5. BÖLÜM

27 22 31
                                    

Merhabalar Özür dilerim biraz geç yazdım  ama yoğundum bu zamana fırsat buldum. Çok gecikmeden hikayeye geçelim . Multimedyada o düştüğümüz Toprak i koydum bu sefer düşelim yine...

Sabah uyandım kendi kendime alarmın çalması yaklaşık yarım saat vardı. Kendimi ne kadar uymaya zorlasam da  uyumadım kalkıp kendime kahvaltı hazırladım. Yedikten sonra üzerime okul kıyafetimi giydim ve onun üzerine de sweat giyip  ayağıma da Sneaker'larımı giydim. Akşamdan hazırladığım çantamı sırtıma taktım ve kapıyı kilitleyip evden çıktım. Bugün nedense çok heyecanlı hissediyordum kendimi çünkü bugün ani aldığım bir kararla Kıvanç'a ondan hoşlanıyor olduğumu söyleyeceğim. Acaba ne diyecektim, ya o da benden hoşlanıyorsa? Ama ya rüyamdaki gibi olursa ne yapardım ben? Her şeye kendimi hazır etmem lazımdı. Ben kara kara düşünürken okula varmıştım bile. Derin bir nefes alıp okulun kapısına sağ ayağıma girmeye dikkat ederek içeri girdim. Müslüman'ım Kıvanç'a olan aşkımı söylemeden önce bari sevap işliyim değil mi ama.

Sınıfa çıktım bizimkiler daha gelmemişti. Bende çantamı sıraya koyup bahçeye indim. Biraz dolaşacaktım onlar gelene kadar. Merdivenlerden iniyordum ve tam o anda ayının biri beni arkadan itekledi ve yere çakıldım demek isterdim ama sert bir beden tarafından belimden tutuldum.  Ve o kişi kim diye bakacakken elanın en güzel tonu olan gözlerle çalıştı gözlerim. Kimdi bu? Onu süzmeye başladım ve Toprak olduğunu gördüm.  Bana keskin yüz hatlarıyla sert bir şekilde  bakıyordu. Oldukça da yakışıklıydı hatta daha fazlası kusursuzdu. Daha çok bu durumdan rahatsız olmaya başladım çünkü herkes bize bakıyordu . Erkekler ağzı açık bir şekilde, kızlardan bazıları ise "Ay çok romantiiiğk." diye ciyaklar ve beni isticem o adamı ise çoktan kaçmıştı.
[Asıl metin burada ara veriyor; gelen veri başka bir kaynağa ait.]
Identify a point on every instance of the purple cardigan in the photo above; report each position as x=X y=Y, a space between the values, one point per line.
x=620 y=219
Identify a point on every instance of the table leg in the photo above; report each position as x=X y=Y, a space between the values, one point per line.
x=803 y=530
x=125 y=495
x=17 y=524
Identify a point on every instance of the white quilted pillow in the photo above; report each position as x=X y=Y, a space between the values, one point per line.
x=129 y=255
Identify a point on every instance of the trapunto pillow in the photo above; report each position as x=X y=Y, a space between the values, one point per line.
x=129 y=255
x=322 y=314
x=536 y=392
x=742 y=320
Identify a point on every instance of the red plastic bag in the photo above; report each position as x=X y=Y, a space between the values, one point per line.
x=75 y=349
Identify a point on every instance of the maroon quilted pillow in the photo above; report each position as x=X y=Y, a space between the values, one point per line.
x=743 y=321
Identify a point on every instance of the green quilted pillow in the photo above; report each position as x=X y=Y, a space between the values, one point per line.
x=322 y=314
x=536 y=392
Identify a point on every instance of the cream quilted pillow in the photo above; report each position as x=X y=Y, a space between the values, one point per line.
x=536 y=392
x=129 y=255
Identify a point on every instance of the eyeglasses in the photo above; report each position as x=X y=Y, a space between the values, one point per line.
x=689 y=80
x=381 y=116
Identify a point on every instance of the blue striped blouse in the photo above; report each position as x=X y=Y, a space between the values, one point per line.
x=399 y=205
Benim ellerim onun omuzlarında onun elleri ise belimdeydi. Aynı anda doğrulup duruşumuzu duzelttik. Bana "Dikkatli ol" dedi umursamaz bi tavır takınarak. Ben
"Özür dilerim isteyerek olmadı beni arkamdan biri  ititince böyle oldu." dedim gözlerimi kaçırarak. Ben bir süre daha gözlerine bakmayıp içimden o salağa söverken gözlerimle "Hâlâ orada mı?" diye bakınca herkesin eski haline döndüğünü gördüm. Bende tam ilerleyecekken omzuna biri dokundu. Arkama dönüp baktığımda daha önce hiç gormedigim bir yüzle karşılaştım.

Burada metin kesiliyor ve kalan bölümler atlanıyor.